Mentre gli esperti di sicurezza informatica ancora non trovano un accordo sul nome da dare all’attacco hacker che a inizio settimana ha messo KO l’Ucraina (alcuni lo definiscono Petya, altri NotPetya), Microsoft esce allo scoperto e tramite un post pubblicato sulla Rete ha fatto un punto sulla situazione.
Il dato più importante è sicuramente quello inerente il numero di computer infettati. Mentre WannaCry ha colpito più di 300mila dispositivi, Petya si è fermato solamente a 20mila, di cui il 70% in Ucraina. Un fatto piuttosto insolito e che potrebbe fornire alcuni indizi sulla provenienza dell’attacco ransomware: è probabile che dietro alla diffusione di Petya ci siano degli hacker russi. Ma la certezza ancora non c’è.

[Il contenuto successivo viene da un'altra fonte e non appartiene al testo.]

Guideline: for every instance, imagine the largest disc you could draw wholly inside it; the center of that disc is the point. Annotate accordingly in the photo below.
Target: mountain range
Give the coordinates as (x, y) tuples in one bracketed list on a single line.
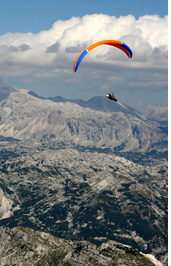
[(24, 116), (81, 174)]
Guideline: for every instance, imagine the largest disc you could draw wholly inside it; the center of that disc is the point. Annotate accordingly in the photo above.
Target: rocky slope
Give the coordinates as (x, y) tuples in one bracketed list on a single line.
[(23, 246), (24, 116), (81, 174), (157, 113), (86, 195)]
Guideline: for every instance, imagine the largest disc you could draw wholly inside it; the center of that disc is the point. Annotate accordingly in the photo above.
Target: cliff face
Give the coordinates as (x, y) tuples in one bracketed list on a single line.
[(24, 116), (23, 246)]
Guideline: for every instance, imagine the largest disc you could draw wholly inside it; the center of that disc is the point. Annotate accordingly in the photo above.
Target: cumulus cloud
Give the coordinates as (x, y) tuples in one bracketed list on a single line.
[(52, 52)]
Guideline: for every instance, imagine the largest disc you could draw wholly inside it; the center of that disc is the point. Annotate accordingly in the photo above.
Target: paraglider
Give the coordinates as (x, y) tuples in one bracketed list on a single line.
[(111, 97), (118, 44)]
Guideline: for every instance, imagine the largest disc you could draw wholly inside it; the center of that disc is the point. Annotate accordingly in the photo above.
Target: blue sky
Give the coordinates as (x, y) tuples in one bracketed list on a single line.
[(40, 40), (37, 15)]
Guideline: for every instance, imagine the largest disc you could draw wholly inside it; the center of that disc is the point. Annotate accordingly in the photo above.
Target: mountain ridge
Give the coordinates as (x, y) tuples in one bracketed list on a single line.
[(25, 116)]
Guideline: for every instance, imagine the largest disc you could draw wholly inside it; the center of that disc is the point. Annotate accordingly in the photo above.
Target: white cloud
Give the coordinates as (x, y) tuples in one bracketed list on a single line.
[(50, 53)]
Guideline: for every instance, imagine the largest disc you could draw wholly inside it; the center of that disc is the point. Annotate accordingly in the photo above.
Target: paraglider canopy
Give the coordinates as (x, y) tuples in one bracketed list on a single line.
[(118, 44)]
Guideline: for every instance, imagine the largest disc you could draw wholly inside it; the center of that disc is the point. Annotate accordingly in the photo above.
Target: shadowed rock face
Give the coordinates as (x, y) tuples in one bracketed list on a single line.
[(22, 246), (24, 116), (5, 90)]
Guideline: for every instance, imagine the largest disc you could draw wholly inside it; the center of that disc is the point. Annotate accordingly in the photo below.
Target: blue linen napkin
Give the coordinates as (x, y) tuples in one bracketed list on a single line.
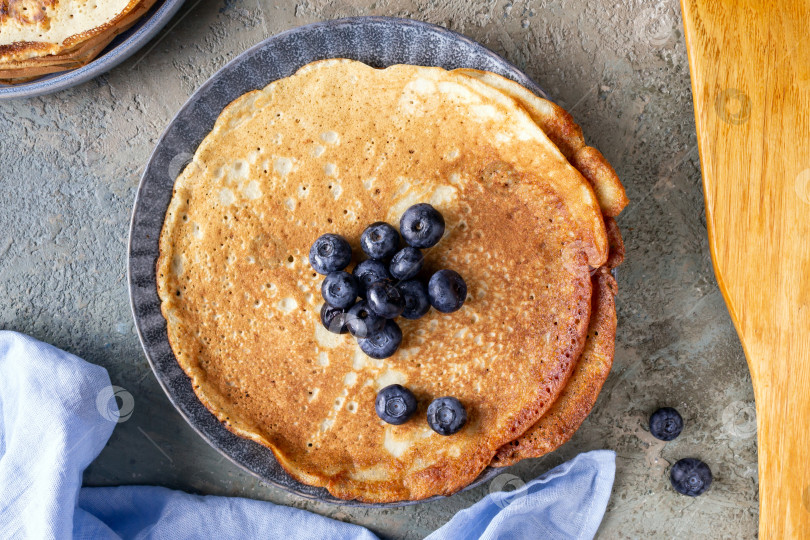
[(57, 412)]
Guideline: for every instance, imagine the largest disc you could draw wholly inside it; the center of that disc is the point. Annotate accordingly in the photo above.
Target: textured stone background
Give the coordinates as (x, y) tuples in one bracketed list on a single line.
[(70, 164)]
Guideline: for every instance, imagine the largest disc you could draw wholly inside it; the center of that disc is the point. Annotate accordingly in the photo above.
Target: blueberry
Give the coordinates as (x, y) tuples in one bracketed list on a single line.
[(362, 322), (380, 240), (666, 424), (446, 415), (690, 476), (330, 252), (447, 291), (385, 300), (417, 302), (395, 404), (406, 263), (339, 289), (422, 226), (368, 273), (333, 319), (383, 343)]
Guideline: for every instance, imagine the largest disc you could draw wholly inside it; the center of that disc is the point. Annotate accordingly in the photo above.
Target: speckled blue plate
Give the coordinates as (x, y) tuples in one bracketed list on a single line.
[(122, 47), (377, 41)]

Il numero così basso di computer infettati è molto semplice da spiegare: i pirati informatici hanno incluso all’interno del codice del virus un timer: se entro sessanta minuti dal contagio, l’utente riavvia il computer, il ransomware non provoca nessun danno.
Questo timer ha salvato migliaia di utenti da una sicura infezione da parte dell’attacco ransomware. Per chi non lo sapesse, i ransomware sono un particolare tipo di virus che blocca l’accesso ai dati del computer e per tornarne in possesso, l’utente deve pagare un riscatto. Nel caso di Petya la cifra era di 300 dollari in Bitcoin.
Windows 7 il sistema operativo più colpito
Dai documenti condivisi dai ricercatori di Microsoft si evince che il sistema operativo più colpito resta Windows 7. Infatti su Windows 10, l’attacco ransomware non ha avuto nessun effetto. Questo a causa del tipo di falla che Petya sfrutta per infettare i computer: il virus utilizza EternalBlue una cyber arma sviluppata dalla NSA che riesce a penetrare nei computer attraverso il protocollo SMB, usato dai computer collegati in Rete per comunicare tra di loro. La falla era stata già “tappata” da Microsoft a marzo, ma in molti non hanno aggiornato il sistema operativo e il virus ha sfruttato la mancanza degli utenti.
Recuperare i dati è quasi impossibile
I ricercatori dell’azienda di Redmond hanno constatato che il recupero dei dati è quasi impossibile e che non esiste nessuna chiave capace di de-crittografare l’hard disk. Ma sono stati riscontrati due casi in cui il ransomware non riesce a infettare il computer. In presenza di un antivirus Kaspersky, il ransomware distrugge i primi dieci settori dell’hard disk, mentre se sul computer è presente un antivirus Symantec il virus è inefficace e non riesce a sfruttare la falla SMB.